Anno D° XVCXIIII, uff sant Niclaus tag, ist Meister Hansen von Rontwil,
dem Zÿmerman und Werckmeister zu Sultz, durch den edlen und
vesten Junckher Jergen von Radtsamhusen zum Stein Vogt, ouch Schultheißen
und Radt zu Rufach ein nuwen Helm uff dem nuwen Kirch Thurn
unser lieben frowen munster hie zu Rufach zu machen verdingt, und sol den acht Ecker
und in einer rechten höhe machen und den alles in
seinem eigen costen machen bereiten und uff schlahen latten und gantz
mit allen holtzwerck ussbereitten.
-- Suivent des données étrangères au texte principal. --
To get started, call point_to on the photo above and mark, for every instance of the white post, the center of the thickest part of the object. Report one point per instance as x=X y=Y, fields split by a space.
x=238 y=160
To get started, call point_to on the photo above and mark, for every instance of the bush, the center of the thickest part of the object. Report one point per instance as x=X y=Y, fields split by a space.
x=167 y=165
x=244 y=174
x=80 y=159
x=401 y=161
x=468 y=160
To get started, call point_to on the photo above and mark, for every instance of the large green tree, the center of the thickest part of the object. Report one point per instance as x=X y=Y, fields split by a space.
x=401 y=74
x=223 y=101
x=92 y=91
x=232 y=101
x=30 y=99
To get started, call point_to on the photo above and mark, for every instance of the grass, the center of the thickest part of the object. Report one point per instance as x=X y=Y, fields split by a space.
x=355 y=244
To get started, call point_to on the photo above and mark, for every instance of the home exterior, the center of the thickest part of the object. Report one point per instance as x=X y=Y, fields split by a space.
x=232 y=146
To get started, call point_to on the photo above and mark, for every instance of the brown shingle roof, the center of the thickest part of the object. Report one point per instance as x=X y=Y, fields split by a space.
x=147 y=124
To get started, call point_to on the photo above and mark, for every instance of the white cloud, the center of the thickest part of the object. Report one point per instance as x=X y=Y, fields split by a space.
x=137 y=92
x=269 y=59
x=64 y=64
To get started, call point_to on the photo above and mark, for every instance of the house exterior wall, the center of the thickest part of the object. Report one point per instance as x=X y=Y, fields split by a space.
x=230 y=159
Item und soll alles rusthotz auch
alle Seiler und der glichen so man dar zü brucht, ouch alle speen
und abholtz der Kirchen bliben und Meister Hansen nit zugehören.
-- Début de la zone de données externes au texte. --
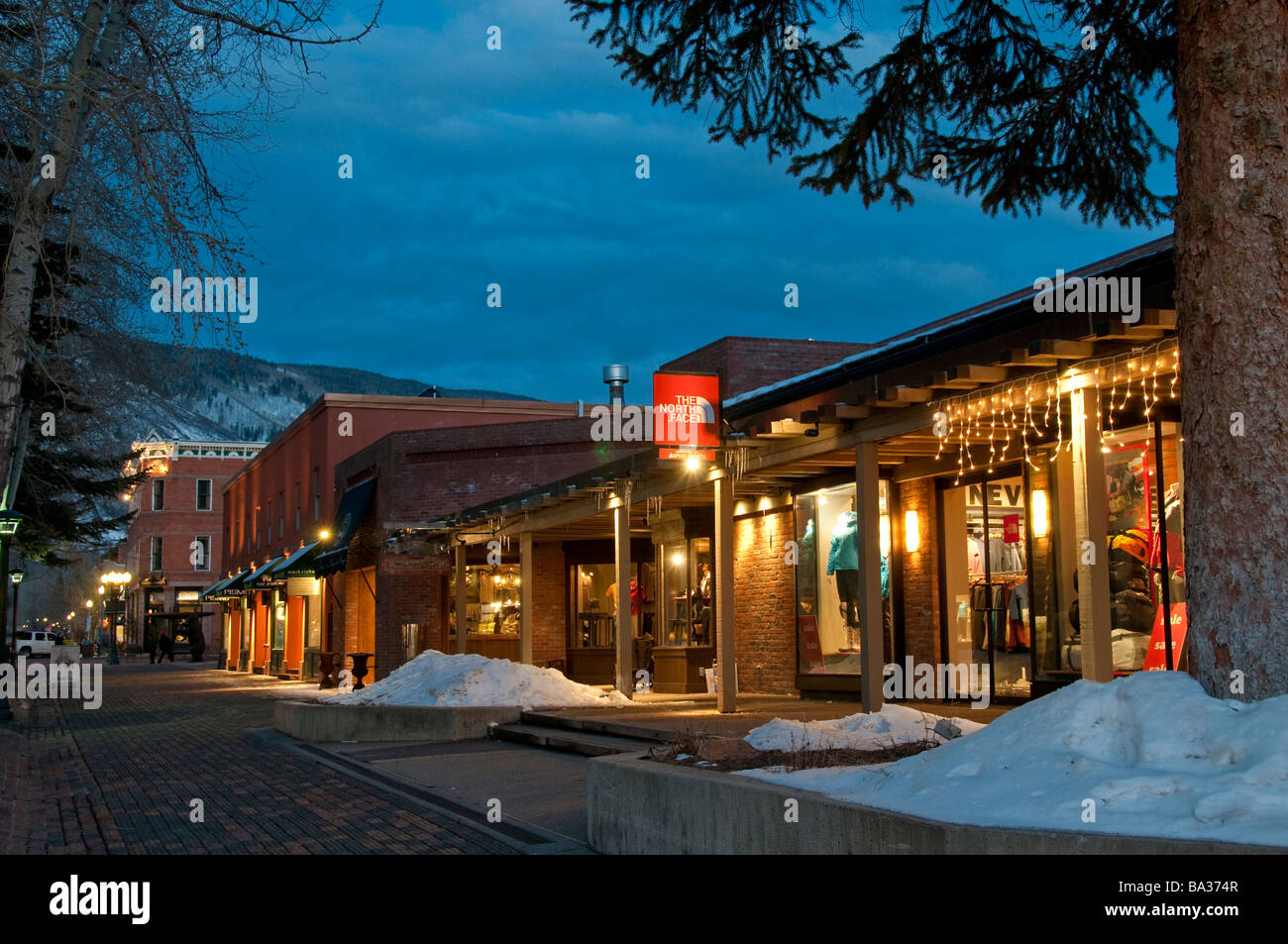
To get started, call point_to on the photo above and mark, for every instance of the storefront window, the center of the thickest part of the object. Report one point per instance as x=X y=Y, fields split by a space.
x=991 y=596
x=827 y=578
x=688 y=592
x=490 y=599
x=596 y=603
x=1134 y=535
Do gegen sol man Im 4 fuder Holtz geben domit zubrennen hab
Item, und sol man Im von gemelten Helm und Werck zu lon geben, 1 füder
wins, 10 virtel korn und 50 liber stebler. Die sol man Im
also bezalen. Item, man sol Im geben 10 liber bar so er an dem werck anstat
zu werkhen und so er das Holtz zu werck setzt aber 10 liber und die überigen 20 lib.
darnach über ein Jar und soll güt werschafft machen und geben.
Traduction :
L’année 1514, le jour de la saint Nicolas, Maître Hans, originaire de Rontwil, charpentier et maître d’ouvrages à Soultz, a signé par-devant notre gracieux seigneur, Jerg de Rathsamhausen zum Stein, bailli de Rouffach, le Schultheiss et le Conseil de la Ville de Rouffach, le contrat pour la réalisation de la nouvelle flèche sur le nouveau clocher de notre Eglise Notre-Dame de Rouffach.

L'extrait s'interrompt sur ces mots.